There is a quiet freedom in accepting that you cannot manage how people remember you. The only things you can hold onto are who you were in that moment, how you chose to show up, and the love you gave. Everything else begins to feel like noise.
That is where “letting it happen” becomes less of a surrender and more of a decision. Let It Happen by Tame Impala captures that moment when you stop resisting what is beyond your control, when you stop trying to straighten a picture that was never crooked in the first place.
Because the truth is, you are better off not holding onto something that has already let go of you in its own way. Staying attached to it only keeps you tied to a version of yourself that no longer fits. It keeps you looking backwards, trying to repair something that has already moved on without you.

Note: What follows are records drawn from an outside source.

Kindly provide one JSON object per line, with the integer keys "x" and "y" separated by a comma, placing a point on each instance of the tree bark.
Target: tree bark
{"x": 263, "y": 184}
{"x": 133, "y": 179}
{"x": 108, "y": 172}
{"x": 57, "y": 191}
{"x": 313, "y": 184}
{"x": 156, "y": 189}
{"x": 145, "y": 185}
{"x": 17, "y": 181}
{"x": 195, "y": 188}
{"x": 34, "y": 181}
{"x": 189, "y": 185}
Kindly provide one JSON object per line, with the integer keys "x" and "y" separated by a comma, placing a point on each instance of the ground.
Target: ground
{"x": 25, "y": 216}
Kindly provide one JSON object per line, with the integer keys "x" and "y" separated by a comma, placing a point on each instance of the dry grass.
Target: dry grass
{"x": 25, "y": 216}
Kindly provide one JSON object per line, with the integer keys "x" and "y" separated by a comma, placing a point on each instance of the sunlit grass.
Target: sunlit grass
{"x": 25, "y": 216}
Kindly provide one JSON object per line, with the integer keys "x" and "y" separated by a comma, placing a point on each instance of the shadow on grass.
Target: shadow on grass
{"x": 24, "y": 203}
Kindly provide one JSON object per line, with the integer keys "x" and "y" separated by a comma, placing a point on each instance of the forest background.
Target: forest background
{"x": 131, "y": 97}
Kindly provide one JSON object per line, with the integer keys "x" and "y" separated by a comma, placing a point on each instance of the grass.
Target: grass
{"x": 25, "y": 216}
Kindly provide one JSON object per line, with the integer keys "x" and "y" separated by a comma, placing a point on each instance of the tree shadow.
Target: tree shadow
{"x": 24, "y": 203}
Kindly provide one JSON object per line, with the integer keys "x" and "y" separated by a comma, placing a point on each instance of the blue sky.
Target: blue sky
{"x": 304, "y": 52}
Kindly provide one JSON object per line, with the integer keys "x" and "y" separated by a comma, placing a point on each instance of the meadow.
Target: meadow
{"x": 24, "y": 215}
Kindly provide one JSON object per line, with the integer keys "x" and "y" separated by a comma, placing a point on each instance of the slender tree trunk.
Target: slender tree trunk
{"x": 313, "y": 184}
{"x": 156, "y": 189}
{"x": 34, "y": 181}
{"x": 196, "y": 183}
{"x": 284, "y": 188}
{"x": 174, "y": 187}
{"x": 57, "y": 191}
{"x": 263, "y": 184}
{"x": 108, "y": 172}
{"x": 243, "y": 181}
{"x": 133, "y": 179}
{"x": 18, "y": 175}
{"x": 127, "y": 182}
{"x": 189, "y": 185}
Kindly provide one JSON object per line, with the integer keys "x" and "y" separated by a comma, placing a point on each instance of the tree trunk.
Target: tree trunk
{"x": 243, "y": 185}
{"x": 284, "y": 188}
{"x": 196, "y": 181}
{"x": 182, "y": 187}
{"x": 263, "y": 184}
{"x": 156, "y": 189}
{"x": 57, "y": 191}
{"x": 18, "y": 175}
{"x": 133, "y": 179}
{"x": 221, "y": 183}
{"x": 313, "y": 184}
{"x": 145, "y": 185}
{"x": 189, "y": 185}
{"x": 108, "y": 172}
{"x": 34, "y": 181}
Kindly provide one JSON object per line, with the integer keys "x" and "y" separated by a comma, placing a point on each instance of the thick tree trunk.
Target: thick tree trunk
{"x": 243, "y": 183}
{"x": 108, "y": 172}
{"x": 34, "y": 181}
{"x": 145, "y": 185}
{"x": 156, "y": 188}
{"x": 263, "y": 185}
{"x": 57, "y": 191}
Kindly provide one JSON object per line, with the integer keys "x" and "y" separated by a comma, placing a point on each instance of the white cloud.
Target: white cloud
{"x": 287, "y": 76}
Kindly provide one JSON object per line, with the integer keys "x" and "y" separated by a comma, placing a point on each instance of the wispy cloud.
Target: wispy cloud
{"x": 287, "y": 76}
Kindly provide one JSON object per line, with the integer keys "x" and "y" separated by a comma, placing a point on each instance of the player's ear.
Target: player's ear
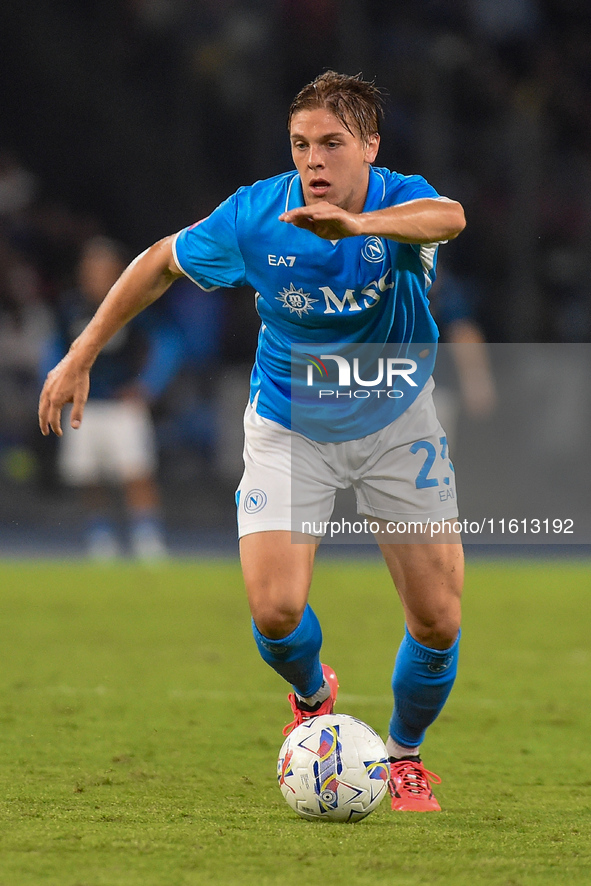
{"x": 371, "y": 149}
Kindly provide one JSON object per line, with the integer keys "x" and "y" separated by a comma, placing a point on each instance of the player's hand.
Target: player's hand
{"x": 325, "y": 220}
{"x": 67, "y": 383}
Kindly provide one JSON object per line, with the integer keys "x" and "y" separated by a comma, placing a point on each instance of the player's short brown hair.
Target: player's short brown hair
{"x": 355, "y": 102}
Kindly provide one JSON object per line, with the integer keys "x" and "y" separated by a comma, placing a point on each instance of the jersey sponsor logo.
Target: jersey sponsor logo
{"x": 373, "y": 249}
{"x": 296, "y": 300}
{"x": 287, "y": 261}
{"x": 254, "y": 501}
{"x": 299, "y": 302}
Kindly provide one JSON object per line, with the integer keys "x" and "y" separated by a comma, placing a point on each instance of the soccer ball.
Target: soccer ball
{"x": 333, "y": 768}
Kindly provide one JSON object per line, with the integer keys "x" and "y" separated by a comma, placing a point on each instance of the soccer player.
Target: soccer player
{"x": 338, "y": 251}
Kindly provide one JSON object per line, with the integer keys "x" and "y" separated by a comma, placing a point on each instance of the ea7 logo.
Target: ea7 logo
{"x": 287, "y": 261}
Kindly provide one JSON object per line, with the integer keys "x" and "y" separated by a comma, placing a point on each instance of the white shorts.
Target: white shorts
{"x": 400, "y": 473}
{"x": 115, "y": 442}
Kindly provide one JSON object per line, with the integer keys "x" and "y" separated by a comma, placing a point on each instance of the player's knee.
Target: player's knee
{"x": 276, "y": 622}
{"x": 437, "y": 630}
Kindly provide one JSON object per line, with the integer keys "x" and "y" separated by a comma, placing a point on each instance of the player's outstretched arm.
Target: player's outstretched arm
{"x": 145, "y": 280}
{"x": 426, "y": 220}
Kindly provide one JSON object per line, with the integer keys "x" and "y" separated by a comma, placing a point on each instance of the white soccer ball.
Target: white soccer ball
{"x": 333, "y": 768}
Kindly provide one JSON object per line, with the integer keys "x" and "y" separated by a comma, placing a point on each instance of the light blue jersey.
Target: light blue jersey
{"x": 311, "y": 291}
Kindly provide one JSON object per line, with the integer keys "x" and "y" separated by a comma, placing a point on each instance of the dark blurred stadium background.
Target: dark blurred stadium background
{"x": 133, "y": 118}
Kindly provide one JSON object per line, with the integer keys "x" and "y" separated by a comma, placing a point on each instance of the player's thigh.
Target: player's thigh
{"x": 429, "y": 578}
{"x": 286, "y": 484}
{"x": 277, "y": 574}
{"x": 408, "y": 475}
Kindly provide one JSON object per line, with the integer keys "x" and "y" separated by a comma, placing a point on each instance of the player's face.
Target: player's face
{"x": 333, "y": 163}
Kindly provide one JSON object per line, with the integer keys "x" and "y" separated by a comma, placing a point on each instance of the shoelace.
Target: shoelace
{"x": 415, "y": 779}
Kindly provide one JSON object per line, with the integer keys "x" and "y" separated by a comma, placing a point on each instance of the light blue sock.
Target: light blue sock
{"x": 422, "y": 681}
{"x": 296, "y": 657}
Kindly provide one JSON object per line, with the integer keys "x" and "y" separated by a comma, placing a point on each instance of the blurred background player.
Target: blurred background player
{"x": 464, "y": 380}
{"x": 115, "y": 449}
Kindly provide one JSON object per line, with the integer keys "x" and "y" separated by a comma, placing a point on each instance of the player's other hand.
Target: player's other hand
{"x": 324, "y": 219}
{"x": 67, "y": 383}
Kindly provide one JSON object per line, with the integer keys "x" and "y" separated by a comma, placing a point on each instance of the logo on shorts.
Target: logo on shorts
{"x": 373, "y": 249}
{"x": 254, "y": 501}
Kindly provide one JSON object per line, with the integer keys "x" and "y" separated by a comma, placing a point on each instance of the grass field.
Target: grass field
{"x": 139, "y": 731}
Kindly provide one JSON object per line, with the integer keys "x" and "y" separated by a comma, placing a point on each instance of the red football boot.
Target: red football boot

There is a kind of clarity that comes with releasing what no longer fits in your life. Not everything you lose is meant to stay lost. Sometimes it simply creates space. Space for people who understand you better, who move with the same intention, who do not make you question your place.
To let it happen is to trust that what leaves makes room for what is meant to find you. It is important to accept that even endings have a purpose, even if it only becomes clear later.
And somewhere in that quiet acceptance, you find yourself again. Not closed off, not diminished, but steady in who you are, still willing to love, just a little more aware of where it belongs.
You do not need to clear your name in every room you are no longer in. You do not need to carry the weight of every story told about you. What matters will remain, and what does not will fade on its own.
If you hold onto all of it, the hurt, the versions, the need to correct, there is no space left for anything new. No space for lighter experiences, for people who see you clearly and are willing to understand you, for moments that are not tied to what you had to leave behind.
Sometimes, the only way forward is to release what you cannot control and trust that it is making room for something else. Something that does not require you to fight for your own truth.
So let it happen. Let the story be theirs. Let your life be yours. Let what is meant to leave, leave.
Because trust me, you are better off.